Bermasalah, Tanah Pembangunan Kantor Kejari Kepulauan Seribu
Proyek pembangunan kantor Kejaksaan Negeri Kepulauan Seribu yang berlokasi di RW 2 Pulau Karya
Editor: Hendra Gunawan
TRIBUNNEWS.COM, JAKARTA - Proyek pembangunan kantor Kejaksaan Negeri Kepulauan Seribu yang berlokasi di RW 2 Pulau Karya, Kelurahan Pulau Panggang, Kabupaten Administrasi Kepulauan Seribu, saat ini sedang berjalan. Tapi, proyek ini diduga masih menyimpan permasalahan terkait kepemilikan tanah.
Permasalahannya adalah tanah yang digunakan masih milik ahli waris bernama Malatun (alm), ibu dari Machran (88). Dan sampai saat ini, Machran mengaku belum pernah mengalihkan kepemilikan tanah tersebut ke pihak manapun.
Itulah sebabnya, Machran kaget ketika mengetahui sebagian tanahnya tiba-tiba akan dibangun kantor kejaksaan. Luas tanah ahli waris sekitar 2.961 meter persegi dan yang akan digunakan untuk pembangunan kantor kejaksaan seluas sekitar 1.059 meter persegi.

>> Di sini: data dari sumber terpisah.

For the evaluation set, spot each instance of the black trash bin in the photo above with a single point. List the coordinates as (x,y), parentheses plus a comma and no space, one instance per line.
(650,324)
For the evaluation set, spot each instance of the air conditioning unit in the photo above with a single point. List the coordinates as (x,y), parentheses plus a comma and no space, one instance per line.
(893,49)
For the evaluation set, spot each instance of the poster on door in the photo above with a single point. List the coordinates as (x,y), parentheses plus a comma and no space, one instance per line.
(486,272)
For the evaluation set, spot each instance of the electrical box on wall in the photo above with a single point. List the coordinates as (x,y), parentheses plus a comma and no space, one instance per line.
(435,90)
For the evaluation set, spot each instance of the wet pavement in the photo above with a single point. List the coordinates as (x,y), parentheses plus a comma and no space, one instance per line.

“Sekitar bulan Juli 2013, waktu itu ada spanduk tulisannya tanah ini akan dibangun gedung kejaksaan. Saya kaget,” kata Machran yang kini tinggal di Jalan Angkasa Dalam, Kelurahan Gunung Sahari Selatan, Kemayoran, Jakarta Pusat, Jumat (25/10/2013).
Kebetulan, masih pada bulan itu juga, Bupati Kepulauan Seribu, Asep Syarifudin, meninjau lokasi rencana pembangunan gedung kejaksaan.
Saat itu, Machran menemui Bupati dan dia menceritakan bahwa tanah tersebut merupakan tanah milik ahli waris Malatun. Machran mengungkapkan asal muasal tanah tersebut.
Mendengar itu, Bupati berjanji untuk membantu Machran klarifikasi atas kepemilikan tanah tersebut.
“Tenang saja, kong. Kalau itu milik ahli waris, saya pasti bantu. Ini hari Jumat. Orang yang bantu hari Jumat masuk surga,” kata Bupati ditirukan Machran.
Selang dua bulan kemudian setelah kunjungan Bupati, tiba-tiba sudah ada material bangunan di tanah tadi, tanpa ada klarifikasi dari bupati kepada pihak ahli waris.
Setelah itu, ahli waris tanah konfirmasi ke pihak kelurahan. Awalnya, kata Machran, pihak kelurahan tidak mau memberikan respon. Tapi setelah ahli waris menghentikan proses pembangunan kejaksaan, kata Machran, barulah pihak kelurahan bersedia mengklarifikasi terkait tanah.
“Waktu itu kita datang ke rumah pak lurah untuk minta keterangan terkait pembangunan. Lurah menyuruh kita untuk membuat fatwa waris ke pengadilan agama,” kata Machran.
Keesokan harinya atau sebelum membuat fatwa waris, kata Machran, pihak kelurahan mengundang ahli waris ke lokasi pembangunan.
“Waktu kita datang, pihak kelurahan langsung menunjukkan fotokopi sertifikat tanah bukti hak sementara pakai,” katanya.
Menurut Machran, sebelum keluar tanda bukti hak sementara pakai tanah, mestinya ada hak kepemilikan tanah, tapi itu tidak ditunjukkan.